Politics, protest and community in Contact season

Published: 25 November 2018
Reporter: David Upton

Barber Shop Chronicles Credit: Dean Chalkley
House of Suarez Credit: Fotocad
Contact Young Company Credit: Keisha Thompson

Contact continues to transform its iconic building on Oxford Road, Manchester.

Meantime, its new season, which runs from January to June, delves into politics, protest and community.

The venue presents a major show from regular collaborator, poet and writer Inua Ellams, whose National Theatre production of Barber Shop Chronicles will be at the Royal Exchange Theatre (March 7 to 23).

Contact will also be staging a taster of Queer Contact Festival as a compact weekender in February, featuring Mother’s Ruin (February 8) and the Manchester Vogue Ball (February 9).

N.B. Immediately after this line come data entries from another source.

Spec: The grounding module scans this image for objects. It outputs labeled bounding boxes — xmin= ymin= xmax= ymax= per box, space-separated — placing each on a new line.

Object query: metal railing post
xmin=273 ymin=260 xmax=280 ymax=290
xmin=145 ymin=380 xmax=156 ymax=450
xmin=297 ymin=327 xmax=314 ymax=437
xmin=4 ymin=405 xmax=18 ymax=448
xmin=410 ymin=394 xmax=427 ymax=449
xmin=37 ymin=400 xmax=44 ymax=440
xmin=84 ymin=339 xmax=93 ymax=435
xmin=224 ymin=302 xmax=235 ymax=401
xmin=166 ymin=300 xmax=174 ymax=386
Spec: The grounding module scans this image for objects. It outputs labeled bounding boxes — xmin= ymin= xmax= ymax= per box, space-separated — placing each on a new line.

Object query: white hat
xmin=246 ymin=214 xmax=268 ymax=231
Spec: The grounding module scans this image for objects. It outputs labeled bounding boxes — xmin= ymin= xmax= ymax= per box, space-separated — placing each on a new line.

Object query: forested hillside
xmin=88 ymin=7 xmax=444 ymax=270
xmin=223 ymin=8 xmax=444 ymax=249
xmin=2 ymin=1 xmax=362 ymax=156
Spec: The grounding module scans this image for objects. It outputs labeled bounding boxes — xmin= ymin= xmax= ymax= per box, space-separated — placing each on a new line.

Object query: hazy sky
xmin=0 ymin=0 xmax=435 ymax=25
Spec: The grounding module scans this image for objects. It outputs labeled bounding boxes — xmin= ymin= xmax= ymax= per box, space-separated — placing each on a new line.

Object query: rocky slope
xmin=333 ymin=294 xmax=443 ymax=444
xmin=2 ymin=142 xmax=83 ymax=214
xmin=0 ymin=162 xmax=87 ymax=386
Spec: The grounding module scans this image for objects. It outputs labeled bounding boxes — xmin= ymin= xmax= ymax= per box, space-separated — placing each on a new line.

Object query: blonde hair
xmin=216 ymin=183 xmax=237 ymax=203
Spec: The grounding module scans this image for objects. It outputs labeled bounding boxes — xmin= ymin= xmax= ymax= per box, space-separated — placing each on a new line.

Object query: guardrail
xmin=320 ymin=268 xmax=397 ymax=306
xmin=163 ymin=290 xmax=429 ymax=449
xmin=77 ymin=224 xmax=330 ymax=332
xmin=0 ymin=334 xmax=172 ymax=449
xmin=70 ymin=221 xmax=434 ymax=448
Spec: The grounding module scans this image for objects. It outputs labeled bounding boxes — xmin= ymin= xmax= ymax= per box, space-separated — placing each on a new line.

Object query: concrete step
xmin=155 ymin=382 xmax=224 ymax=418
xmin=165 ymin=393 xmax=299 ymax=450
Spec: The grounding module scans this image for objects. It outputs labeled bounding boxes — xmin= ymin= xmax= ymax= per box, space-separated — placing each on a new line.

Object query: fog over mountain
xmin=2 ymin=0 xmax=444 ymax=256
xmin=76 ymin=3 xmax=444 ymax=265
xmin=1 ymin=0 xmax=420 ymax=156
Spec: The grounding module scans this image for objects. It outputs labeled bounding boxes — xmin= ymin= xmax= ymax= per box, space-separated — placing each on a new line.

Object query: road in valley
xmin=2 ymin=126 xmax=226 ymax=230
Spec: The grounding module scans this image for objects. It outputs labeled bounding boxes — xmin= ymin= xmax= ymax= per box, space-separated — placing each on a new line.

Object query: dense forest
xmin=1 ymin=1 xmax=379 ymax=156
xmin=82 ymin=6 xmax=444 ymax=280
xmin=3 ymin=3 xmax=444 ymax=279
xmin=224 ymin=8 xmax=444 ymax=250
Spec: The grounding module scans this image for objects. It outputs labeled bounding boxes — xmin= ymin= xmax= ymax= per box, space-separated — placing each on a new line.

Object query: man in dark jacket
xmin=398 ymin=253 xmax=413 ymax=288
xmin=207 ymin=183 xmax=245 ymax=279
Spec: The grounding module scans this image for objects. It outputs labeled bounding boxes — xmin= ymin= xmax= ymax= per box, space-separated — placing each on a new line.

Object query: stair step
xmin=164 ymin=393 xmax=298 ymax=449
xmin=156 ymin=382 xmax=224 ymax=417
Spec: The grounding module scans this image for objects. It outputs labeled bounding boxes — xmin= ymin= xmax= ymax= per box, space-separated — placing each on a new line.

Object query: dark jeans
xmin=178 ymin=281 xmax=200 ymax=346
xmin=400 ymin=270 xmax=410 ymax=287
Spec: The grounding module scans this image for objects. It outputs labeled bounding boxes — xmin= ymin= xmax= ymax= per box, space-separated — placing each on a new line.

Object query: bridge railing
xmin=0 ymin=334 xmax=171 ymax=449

Bristol-based theatre company Ad Infinitum will be kicking off Queer Contact Festival and the season as a whole at The Lowry in February with its play No Kids (February 1), exploring the social anxieties of same-sex parenting.

Later in the year, Contact will be presenting two shows from Contact Young Company, the first in partnership with Battersea Arts Centre (May 3 to 4) followed by a collaboration with local spoken word heroes Young Identity (June 12 to 15).